Chazal teach that sins between a man and his friend are judged more stringently than those between man and Hashem; Yechezkel HaNavi even caps his litany of the twenty-four sins that brought about the churban with theft, as if to say that it is the ultimate act of trespass. (Yechezkel 22:13) The Mekor Chaim, zt”l, extrapolates from this that even if one is exemplary in all of his dealings with Hashem and his fellow man, theft renders him invalid. He is distant from Hashem until he makes restitution and changes his ways.
When the Chofetz Chaim, zt”l, was making his arrangements for his anticipated move to Eretz Yisrael toward the end of his life, he bequeathed his personal well to the public of Radin.
When asked why he did this, the gadol explained, “For years we had a grocery store here in Radin.
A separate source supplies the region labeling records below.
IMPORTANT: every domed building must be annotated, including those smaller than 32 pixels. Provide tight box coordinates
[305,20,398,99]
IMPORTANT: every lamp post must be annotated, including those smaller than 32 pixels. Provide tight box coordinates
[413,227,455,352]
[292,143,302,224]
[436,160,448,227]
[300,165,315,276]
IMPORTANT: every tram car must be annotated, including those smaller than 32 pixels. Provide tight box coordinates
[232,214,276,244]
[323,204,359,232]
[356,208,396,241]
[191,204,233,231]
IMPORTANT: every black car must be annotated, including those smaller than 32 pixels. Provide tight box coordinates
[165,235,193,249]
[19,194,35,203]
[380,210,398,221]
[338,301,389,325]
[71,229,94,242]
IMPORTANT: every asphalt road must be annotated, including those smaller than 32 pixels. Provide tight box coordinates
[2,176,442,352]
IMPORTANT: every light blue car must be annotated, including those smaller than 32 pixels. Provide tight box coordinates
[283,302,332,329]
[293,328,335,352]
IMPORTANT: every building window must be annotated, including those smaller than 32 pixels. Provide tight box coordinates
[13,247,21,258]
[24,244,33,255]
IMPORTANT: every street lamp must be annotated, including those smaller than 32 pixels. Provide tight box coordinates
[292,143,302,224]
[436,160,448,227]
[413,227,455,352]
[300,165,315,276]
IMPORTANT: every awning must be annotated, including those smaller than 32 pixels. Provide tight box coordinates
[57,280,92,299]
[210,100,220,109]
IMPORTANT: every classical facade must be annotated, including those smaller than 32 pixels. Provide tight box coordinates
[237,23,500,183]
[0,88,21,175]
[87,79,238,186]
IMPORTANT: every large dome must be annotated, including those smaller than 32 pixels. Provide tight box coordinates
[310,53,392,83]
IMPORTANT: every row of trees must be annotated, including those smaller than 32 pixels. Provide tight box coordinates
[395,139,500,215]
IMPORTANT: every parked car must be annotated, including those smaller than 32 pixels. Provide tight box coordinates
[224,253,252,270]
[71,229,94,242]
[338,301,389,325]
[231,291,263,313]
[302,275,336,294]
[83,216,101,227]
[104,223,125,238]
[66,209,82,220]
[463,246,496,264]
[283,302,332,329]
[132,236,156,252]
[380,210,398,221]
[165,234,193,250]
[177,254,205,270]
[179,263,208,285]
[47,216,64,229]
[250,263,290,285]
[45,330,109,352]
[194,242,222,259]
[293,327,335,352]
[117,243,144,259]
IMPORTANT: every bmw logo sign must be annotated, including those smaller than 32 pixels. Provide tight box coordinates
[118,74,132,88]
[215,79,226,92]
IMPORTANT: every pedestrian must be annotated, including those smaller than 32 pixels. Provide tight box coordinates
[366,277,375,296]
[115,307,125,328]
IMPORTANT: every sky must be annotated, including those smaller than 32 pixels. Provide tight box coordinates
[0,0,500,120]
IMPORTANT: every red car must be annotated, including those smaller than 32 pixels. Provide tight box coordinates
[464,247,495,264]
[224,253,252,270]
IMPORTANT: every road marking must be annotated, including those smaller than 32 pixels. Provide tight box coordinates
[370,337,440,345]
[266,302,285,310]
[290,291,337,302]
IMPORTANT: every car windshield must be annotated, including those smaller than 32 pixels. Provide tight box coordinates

Chazal write in Kiddushin that being a grocer is an occupation for thieves since it is all to easy to inadvertently (or intentionally, ח"ו) err in weighing out goods or making change for purchases. But how can one compensate the public when one doesn’t even know what mistakes were made or who lost by them?”
He continued, “Chazal taught that one who has stolen from the public should make a public restitution. That is why I am leaving my well to be used by all the inhabitants of Radin.”
Later on, all the wells in Radin froze over during a particularly hard frost—all except for the one that had belonged to the Chofetz Chaim. When asked about this unusual occurrence, the gadol was clearly pleased. “Wonderful! Now all those I stole from will certainly come and get restitution from my well!”